Je vais avoir du mal à résumer cette partie, que j'ai trouvée confuse, et abrutissante de chiffres en tous genres. Ça parle de stocker de l'énergie à coup de pompage-turbinage ou d'hydrogène. Ça parle de mise à jour de la grille électrique (très coûteuse) pour prendre en compte intermittence des sources. Et j'ai l'impression que ça se résume à "vous inquiétez pas les pros ont fait les calculs ça marche."

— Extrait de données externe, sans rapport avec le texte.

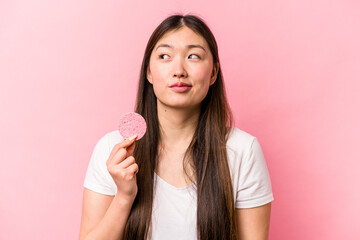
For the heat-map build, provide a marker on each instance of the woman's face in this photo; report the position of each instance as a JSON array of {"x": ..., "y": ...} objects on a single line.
[{"x": 181, "y": 69}]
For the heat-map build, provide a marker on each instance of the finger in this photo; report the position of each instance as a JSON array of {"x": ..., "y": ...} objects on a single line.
[
  {"x": 118, "y": 157},
  {"x": 127, "y": 162},
  {"x": 130, "y": 149},
  {"x": 123, "y": 144},
  {"x": 133, "y": 168}
]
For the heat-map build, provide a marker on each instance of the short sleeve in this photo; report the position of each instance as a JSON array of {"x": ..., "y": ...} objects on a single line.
[
  {"x": 97, "y": 178},
  {"x": 254, "y": 187}
]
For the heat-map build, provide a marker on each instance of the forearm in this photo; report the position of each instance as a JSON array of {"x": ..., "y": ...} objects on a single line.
[{"x": 113, "y": 223}]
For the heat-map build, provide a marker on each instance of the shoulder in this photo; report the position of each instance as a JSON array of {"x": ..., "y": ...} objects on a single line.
[
  {"x": 239, "y": 145},
  {"x": 239, "y": 140}
]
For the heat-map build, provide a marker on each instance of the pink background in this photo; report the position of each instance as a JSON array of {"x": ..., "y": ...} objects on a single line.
[{"x": 69, "y": 69}]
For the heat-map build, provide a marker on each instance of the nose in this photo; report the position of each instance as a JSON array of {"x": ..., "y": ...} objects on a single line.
[{"x": 179, "y": 69}]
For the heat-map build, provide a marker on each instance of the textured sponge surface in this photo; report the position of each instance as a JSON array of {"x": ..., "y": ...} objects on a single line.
[{"x": 131, "y": 124}]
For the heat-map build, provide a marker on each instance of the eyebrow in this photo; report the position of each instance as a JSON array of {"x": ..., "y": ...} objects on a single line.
[{"x": 188, "y": 46}]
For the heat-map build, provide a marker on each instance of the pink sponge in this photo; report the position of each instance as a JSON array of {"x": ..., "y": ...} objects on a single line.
[{"x": 131, "y": 124}]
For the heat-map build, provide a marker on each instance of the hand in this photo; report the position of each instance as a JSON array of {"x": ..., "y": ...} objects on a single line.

Le contrepoint de cette partie est celui que j'ai écrit en introduction : tout cela est entièrement théorique et, en l'occurrence, cette partie du livre n'a pas réussie à me convaincre (ni-même à me vulgariser) la théorie. 🤷

Conclusion

Je n'ai pas de grande conviction idéologique à la sortie de ce livre, mais juste quelques éléments de pensée :

  • Peu importe la place qu'on lui donne dans le mix, le nucléaire est loin d'être une énergie parfaite.
  • Peu importe le place qu'on leur donne dans le mix, les énergies renouvelables sont les seules sources autres que le nucléaire qui n'émettent pas de CO2, et sont donc ce qui nous resterait dans le cas où le nucléaire nous lâcherait pour une raison ou une autre.
  • Peu importe le mix, il faut consommer moins.
  • La conception du mix est avant tout un exercice de prédiction du futur, et toute proposition doit donc être étudiée avec précaution et sans illusion de certitude.